Friday, October 27, 2017

Hurrah for Heroines!

The Book of Heroines: Tales of History's Gutsiest Gals
by Stephanie Warren Drimmer
176 pages; ages 8-12
National Geographic Children's Books, 2017

This book is chock-full of Leading Ladies, Daring Dames, Gritty Girls, Peace Heroines, Legendary Ladies, and a few outstanding non-human heroines. These strong girls don't wear capes or have superpowers. But they do share seven qualities, writes Stephanie Drimmer.
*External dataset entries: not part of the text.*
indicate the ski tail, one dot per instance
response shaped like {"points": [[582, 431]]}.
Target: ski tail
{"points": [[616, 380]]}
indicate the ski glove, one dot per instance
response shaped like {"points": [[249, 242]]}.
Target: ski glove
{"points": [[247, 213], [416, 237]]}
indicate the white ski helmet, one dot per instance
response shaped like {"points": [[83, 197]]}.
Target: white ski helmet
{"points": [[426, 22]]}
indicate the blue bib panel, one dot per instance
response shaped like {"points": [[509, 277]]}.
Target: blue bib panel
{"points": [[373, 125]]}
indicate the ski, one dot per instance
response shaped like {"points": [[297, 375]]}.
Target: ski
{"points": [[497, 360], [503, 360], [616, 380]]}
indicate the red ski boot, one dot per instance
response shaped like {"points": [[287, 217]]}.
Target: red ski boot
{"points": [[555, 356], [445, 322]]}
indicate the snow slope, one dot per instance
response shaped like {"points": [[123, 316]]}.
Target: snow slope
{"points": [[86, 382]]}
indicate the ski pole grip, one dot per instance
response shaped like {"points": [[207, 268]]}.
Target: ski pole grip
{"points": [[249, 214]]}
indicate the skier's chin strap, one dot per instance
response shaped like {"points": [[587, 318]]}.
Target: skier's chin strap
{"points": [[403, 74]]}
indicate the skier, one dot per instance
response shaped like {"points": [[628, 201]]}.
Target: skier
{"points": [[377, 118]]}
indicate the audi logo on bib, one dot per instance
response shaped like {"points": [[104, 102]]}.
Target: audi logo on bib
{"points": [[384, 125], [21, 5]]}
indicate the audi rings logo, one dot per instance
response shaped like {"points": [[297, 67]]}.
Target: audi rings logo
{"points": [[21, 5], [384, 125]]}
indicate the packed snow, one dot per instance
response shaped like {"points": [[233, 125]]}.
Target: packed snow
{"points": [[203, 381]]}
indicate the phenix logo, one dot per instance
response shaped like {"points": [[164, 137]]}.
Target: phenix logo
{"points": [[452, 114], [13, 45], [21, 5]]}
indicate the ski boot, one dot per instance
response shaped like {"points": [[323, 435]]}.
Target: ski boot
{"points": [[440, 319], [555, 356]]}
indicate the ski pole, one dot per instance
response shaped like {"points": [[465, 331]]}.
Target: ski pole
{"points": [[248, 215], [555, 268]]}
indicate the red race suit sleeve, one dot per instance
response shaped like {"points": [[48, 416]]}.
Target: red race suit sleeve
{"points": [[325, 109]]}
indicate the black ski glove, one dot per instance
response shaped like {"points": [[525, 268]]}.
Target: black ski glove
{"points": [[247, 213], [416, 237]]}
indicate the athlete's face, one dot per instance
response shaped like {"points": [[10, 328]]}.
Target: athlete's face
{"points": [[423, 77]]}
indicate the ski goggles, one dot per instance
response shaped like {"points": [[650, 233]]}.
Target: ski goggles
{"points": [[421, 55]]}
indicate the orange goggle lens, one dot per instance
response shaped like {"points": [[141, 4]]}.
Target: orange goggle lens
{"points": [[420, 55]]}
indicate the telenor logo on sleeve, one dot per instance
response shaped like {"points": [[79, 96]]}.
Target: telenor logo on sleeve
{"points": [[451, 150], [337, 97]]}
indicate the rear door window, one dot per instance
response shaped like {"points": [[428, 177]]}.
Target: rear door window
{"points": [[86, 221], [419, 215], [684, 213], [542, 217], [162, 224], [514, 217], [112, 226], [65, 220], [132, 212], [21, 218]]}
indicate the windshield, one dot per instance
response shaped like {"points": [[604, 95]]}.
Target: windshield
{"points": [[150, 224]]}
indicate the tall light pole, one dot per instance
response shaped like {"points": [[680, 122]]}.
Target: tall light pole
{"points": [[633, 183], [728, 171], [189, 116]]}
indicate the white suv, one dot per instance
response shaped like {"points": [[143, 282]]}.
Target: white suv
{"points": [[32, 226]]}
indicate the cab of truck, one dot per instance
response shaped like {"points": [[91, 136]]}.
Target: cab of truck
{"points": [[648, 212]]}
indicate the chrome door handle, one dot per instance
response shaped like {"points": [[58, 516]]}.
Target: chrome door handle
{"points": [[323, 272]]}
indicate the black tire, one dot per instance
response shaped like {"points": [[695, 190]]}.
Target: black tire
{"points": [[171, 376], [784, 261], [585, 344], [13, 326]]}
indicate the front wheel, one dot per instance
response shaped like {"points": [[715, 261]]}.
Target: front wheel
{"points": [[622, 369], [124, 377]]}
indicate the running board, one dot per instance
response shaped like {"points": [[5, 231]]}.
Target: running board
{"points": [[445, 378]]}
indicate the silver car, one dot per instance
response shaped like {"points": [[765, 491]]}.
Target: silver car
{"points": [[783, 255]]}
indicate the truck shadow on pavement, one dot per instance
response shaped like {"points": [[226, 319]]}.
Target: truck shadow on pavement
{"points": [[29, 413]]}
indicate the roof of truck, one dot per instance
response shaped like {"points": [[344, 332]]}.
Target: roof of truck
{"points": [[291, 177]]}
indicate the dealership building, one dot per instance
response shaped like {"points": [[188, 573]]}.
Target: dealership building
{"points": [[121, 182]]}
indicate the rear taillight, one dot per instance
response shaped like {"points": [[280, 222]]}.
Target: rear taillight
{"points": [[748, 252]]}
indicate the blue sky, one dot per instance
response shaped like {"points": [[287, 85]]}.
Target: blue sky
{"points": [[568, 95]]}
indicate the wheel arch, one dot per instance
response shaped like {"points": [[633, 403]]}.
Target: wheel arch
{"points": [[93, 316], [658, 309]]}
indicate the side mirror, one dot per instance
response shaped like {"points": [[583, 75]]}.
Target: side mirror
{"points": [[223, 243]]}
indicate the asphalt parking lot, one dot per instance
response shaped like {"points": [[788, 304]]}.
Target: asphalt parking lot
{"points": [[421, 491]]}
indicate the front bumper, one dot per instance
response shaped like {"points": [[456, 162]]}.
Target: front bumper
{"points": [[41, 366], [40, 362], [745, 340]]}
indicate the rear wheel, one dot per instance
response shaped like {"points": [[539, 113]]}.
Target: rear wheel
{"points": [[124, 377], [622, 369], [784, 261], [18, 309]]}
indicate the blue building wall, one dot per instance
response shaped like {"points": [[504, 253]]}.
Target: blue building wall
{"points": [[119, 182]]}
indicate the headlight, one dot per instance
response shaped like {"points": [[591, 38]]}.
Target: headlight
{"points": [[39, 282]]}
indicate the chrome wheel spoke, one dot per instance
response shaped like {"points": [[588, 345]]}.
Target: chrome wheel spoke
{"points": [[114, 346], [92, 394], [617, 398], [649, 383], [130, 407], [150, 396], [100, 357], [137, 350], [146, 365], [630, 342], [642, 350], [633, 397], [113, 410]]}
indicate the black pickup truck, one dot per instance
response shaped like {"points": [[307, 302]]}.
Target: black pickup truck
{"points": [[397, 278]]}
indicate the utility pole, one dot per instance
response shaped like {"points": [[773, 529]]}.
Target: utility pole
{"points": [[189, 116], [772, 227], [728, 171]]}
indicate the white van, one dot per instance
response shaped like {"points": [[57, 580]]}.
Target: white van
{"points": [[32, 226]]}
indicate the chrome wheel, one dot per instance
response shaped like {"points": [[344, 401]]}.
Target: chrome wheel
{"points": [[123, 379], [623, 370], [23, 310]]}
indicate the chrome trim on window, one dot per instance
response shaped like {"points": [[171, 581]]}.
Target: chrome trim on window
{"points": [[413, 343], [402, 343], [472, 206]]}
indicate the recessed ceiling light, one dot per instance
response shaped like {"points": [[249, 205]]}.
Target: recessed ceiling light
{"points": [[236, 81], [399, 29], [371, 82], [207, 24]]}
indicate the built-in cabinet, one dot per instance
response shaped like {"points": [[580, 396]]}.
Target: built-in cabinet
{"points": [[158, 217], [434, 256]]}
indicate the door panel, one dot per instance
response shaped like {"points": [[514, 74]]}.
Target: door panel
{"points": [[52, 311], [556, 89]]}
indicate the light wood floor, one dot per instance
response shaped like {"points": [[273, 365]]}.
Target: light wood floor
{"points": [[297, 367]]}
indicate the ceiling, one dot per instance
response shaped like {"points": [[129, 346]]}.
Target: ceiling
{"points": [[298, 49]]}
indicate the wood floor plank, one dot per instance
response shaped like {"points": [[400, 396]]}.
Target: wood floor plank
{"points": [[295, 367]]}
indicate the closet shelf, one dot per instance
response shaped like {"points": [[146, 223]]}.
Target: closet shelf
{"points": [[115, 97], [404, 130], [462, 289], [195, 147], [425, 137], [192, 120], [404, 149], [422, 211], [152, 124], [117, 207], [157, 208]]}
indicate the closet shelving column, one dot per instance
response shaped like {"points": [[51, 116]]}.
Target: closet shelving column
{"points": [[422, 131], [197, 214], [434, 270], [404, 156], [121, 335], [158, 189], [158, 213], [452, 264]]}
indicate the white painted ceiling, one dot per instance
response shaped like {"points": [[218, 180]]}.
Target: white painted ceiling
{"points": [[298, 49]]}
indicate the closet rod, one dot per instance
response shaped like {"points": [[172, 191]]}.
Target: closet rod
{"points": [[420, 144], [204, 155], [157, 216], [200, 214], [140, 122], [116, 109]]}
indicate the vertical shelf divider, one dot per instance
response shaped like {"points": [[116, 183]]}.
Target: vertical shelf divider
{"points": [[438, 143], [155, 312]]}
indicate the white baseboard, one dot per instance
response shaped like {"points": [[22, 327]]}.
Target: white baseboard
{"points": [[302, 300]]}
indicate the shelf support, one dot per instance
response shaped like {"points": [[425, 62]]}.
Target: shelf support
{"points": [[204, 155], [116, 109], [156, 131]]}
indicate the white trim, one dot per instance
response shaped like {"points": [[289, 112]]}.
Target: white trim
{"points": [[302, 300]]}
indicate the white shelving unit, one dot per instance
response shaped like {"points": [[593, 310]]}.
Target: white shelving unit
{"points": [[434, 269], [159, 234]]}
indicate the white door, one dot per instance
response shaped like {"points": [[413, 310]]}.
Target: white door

How to Identify a Heroine:
  1. Heroines step up when help is needed.
  2. They are brave. They do the right thing no matter how scared they are.
  3. They're confident, even when folks say "you can't do that." 
  4. They put others first.
  5. Heroines do the right thing.
  6. They face risk - which means they act even when doing so means they might be called names, or face danger.
  7. And when the going get tough, they don't quit.
So who are these real-life heroines Drimmer profiles? One is Eleanor Roosevelt who became the First Lady when F.D.R. was elected President in 1932. She held press conferences and wrote a column about her opinions on social and political issues. She used her position to give a  voice to people who didn't have one: women, children, African Americans, and the poor. She challenged stereotypes.

One section highlights women who led nations: Golda Meir, Angela Merkel, Margaret Thatcher, Cleopatra. Another introduces athletes. Within the pages are stories of code breakers, warriors, journalists, business leaders, pilots, and explorers. There are profiles of courageous peace-makers, like Malala Yousafzai and Rigoberta Menchu Tum. And there are scientists and inventors.

These women pushed against barriers, saved lives, and discovered new worlds. They're the sort of heroes you'd like any child to meet. Review copy from publisher.

1 comment:

  1. I love the NatGeo books for kids. This looks like a good one. Thanks for the heads up.